A shale gas production prediction model based on masked convolutional neural network

Shale gas production prediction is of great significance for shale gas exploration and development, as it can optimize exploration strategies and guide adjustments to production parameters for both new and existing wells. However, the dynamic production characteristics of shale gas wells under the influence of multiple factors such as reservoirs, engineering, and production, exhibit complex nonlinear and non-stationary features, leading to low accuracy in predicting shale gas production. To address this issue, a novel masked convolutional neural network (M-CNN) based on masked autoencoders (MAE) is proposed for shale gas production prediction. First, high-dimensional shale gas production data are transformed into images with unknown information using an encoding structure, thereby converting the regression task into images generation task. Then, convolutional neural network is used for image restoration prediction, and the corresponding numerical values at the image positions are extracted as shale gas production prediction results.

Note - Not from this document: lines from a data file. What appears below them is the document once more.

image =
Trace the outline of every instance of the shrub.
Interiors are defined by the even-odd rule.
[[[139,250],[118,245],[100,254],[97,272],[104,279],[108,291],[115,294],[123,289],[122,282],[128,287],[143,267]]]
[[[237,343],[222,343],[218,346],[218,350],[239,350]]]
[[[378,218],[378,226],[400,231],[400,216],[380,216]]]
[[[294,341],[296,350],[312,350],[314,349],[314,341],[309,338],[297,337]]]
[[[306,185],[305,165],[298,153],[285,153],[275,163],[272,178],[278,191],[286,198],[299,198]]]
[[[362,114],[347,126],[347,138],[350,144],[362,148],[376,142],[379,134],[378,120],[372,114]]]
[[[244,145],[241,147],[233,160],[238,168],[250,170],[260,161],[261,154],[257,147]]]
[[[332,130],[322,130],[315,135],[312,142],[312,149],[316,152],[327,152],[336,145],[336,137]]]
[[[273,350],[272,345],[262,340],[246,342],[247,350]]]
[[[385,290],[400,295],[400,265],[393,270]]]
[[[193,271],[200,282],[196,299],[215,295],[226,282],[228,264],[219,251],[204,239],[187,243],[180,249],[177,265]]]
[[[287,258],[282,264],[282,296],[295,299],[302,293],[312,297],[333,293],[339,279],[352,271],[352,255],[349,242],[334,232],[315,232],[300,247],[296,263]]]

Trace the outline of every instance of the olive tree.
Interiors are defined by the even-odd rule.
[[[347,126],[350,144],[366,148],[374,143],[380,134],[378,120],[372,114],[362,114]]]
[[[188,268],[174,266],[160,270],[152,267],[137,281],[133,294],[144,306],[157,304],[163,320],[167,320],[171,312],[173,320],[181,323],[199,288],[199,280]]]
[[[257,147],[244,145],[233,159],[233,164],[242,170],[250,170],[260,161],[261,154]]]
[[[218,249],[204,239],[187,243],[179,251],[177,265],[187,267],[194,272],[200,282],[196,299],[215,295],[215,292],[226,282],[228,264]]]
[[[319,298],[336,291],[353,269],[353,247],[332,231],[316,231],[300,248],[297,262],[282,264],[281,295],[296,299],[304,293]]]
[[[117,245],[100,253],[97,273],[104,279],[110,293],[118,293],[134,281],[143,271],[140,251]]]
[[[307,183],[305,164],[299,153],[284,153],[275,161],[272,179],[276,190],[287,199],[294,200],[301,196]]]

Specifically, dilated convolution and multi-scale residual structure (MSRS) are developed to improve the feature representation capability of the network. Meanwhile, convolutional block attention module (CBAM) is adopted to enhance the feature extraction ability of the M-CNN. The performance of our method is validated experimentally on shale gas production data of Changning (CN) block in China. The average RMSE, MRE, and R2 on the test sets are 0.211 (104 m3/d), 10.9%, and 0.906, respectively, which is much lower than the traditional time series models. Experimental results demonstrate the effectiveness and superiority of the proposed M-CNN method for shale gas production prediction.